Instantiations: specific configuration for framework-level components (e.g. using a specific RPC library with deadlines set or with novel functionality like circuit-breakers enabled.
A system is described in a programmatic configuration called a workflow spec which contains application logic and its external interface.
Next, a user of Blueprint creates a wiring spec that encode the relationship between pieces of application code and framework-level components. In one example, the authors recreate a simple microservice for posting on a social network, including connection to external caches and databases.
Blueprint then uses the wiring spec to compile an intermediate representation (an idea common to many compilers) of the system. The intermediate representation is effectively a graph with nodes describing code and edges describing dependencies (e.g. service A calls service B).

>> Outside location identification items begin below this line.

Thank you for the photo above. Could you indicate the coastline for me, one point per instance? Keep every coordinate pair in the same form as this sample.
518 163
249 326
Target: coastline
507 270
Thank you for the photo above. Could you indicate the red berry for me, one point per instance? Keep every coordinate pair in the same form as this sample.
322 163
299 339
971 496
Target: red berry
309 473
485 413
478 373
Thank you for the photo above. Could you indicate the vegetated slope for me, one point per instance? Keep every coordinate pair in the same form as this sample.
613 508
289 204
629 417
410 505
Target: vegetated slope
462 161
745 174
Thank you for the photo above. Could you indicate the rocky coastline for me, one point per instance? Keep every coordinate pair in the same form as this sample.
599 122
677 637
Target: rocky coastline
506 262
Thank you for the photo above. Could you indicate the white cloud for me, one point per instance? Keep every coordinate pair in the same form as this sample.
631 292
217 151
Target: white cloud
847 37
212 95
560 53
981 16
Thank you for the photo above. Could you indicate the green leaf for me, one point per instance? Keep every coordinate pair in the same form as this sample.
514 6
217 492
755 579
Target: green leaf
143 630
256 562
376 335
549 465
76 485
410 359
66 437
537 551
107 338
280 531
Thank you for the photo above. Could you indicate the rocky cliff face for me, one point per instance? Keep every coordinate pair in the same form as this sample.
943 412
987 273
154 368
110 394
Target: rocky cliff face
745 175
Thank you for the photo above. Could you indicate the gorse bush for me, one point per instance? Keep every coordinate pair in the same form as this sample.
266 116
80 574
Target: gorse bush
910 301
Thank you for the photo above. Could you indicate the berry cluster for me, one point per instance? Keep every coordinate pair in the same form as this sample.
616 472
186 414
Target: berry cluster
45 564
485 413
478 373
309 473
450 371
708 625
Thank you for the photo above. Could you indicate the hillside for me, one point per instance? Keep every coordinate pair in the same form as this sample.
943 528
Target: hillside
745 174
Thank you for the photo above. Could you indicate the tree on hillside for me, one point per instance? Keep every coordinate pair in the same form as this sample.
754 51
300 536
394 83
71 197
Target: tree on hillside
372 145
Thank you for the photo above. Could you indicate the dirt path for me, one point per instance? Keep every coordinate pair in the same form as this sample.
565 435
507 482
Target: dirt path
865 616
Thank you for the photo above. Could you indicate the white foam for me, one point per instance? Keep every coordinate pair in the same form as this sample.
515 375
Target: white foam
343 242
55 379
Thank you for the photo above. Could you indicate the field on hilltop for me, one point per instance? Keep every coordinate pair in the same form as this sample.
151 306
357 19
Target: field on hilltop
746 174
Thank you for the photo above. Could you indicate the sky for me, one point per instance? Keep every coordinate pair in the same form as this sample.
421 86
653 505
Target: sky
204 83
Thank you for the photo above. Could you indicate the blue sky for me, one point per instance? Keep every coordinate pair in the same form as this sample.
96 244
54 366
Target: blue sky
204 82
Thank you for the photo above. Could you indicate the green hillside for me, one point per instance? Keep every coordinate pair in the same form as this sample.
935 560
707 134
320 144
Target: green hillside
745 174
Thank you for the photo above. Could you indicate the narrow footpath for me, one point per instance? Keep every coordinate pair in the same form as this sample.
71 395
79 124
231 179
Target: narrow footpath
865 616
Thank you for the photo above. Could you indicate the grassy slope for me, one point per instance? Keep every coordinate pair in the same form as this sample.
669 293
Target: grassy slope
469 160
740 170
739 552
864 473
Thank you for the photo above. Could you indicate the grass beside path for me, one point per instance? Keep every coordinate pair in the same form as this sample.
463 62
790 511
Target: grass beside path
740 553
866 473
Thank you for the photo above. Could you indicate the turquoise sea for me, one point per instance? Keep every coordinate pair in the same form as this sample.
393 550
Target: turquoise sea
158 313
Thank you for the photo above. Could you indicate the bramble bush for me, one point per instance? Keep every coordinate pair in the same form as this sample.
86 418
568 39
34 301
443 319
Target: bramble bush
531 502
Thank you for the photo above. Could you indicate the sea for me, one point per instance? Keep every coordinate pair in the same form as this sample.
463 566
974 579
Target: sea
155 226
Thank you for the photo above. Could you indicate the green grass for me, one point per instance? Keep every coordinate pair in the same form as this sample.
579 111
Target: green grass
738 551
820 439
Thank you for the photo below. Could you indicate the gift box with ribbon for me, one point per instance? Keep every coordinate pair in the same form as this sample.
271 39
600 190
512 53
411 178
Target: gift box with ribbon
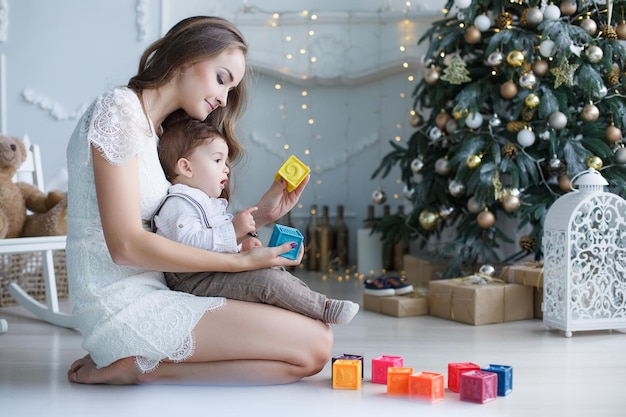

Lastly, the intermediate representation is used to build concrete artifacts representing the components of the system - for example, the build system can compile the code for a service written in Go and wrap it with a Docker image, enabling later deployments to production.
How is the research evaluated?
The authors evaluate several research claims about the implementation, but three themes stood out to me:
Does Blueprint make it easier for developers to try new configurations of an system’s existing components and libraries?
Can Blueprint be used to create system configurations that reproduce reliability issues?
What are the costs of the abstractions that Blueprint provides?
To evaluate the first question of whether Blueprint makes it easier to try new configurations for a system’s existing components, the authors considered the lines of code required to enable/disable tracing and to convert a microservice deployment into a monolith.
They were able to perform the first task of making changes to tracing with 5 lines of code. Similarly, by changing ~10 lines of code in the Blueprint configuration, they were able to generate a monolithic version of an application previously deployed as microservices, then quantify the performance impact of this change.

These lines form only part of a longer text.